Antikythera Mechanism
January 13, 2007 | In hardware |How does technological innovation disappear for so long and then reappear in another form centuries later?
It looks like something from another world — nothing like the classical statues and vases that fill the rest of the echoing hall. Three flat pieces of what looks like green, flaky pastry are supported in perspex cradles. Within each fragment, layers of something that was once metal have been squashed together, and are now covered in calcareous accretions and various corrosions, from the whitish tin oxide to the dark bluish green of copper chloride. This thing spent 2,000 years at the bottom of the sea before making it to the National Archaeological Museum in Athens, and it shows…This is the Antikythera Mechanism. These fragments contain at least 30 interlocking gear-wheels, along with copious astronomical inscriptions.

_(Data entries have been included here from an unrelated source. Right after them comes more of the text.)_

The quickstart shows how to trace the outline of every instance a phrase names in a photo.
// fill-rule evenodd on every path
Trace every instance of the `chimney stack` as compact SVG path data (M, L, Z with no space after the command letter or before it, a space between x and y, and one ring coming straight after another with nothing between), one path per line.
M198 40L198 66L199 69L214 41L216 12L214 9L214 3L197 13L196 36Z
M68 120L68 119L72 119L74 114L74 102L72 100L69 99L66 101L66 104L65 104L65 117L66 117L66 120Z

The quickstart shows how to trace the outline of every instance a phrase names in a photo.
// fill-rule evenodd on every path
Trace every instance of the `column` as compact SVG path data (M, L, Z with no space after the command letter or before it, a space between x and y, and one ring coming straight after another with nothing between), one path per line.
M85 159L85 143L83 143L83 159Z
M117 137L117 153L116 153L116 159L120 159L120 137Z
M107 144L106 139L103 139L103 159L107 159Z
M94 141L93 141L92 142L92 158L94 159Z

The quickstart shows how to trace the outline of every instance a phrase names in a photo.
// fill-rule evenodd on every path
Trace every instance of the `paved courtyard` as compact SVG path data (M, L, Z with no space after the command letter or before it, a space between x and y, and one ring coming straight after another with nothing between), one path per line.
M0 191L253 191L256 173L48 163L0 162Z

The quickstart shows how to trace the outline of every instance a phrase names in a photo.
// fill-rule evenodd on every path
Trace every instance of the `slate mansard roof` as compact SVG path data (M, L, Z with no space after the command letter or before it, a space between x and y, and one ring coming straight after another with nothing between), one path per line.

Before its sojourn on the sea bed, it computed and displayed the movement of the Sun, the Moon and possibly the planets around Earth, and predicted the dates of future eclipses. It’s one of the most stunning artefacts we have from classical antiquity.
No earlier geared mechanism has ever been found and nothing close to its sophistication appears again for well over a thousand years.
“It’s still a popular notion among the public, and among scientists thinking about the history of their disciplines, that technological development is a simple progression,” he (Francois Charette) says. “But history is full of surprises.”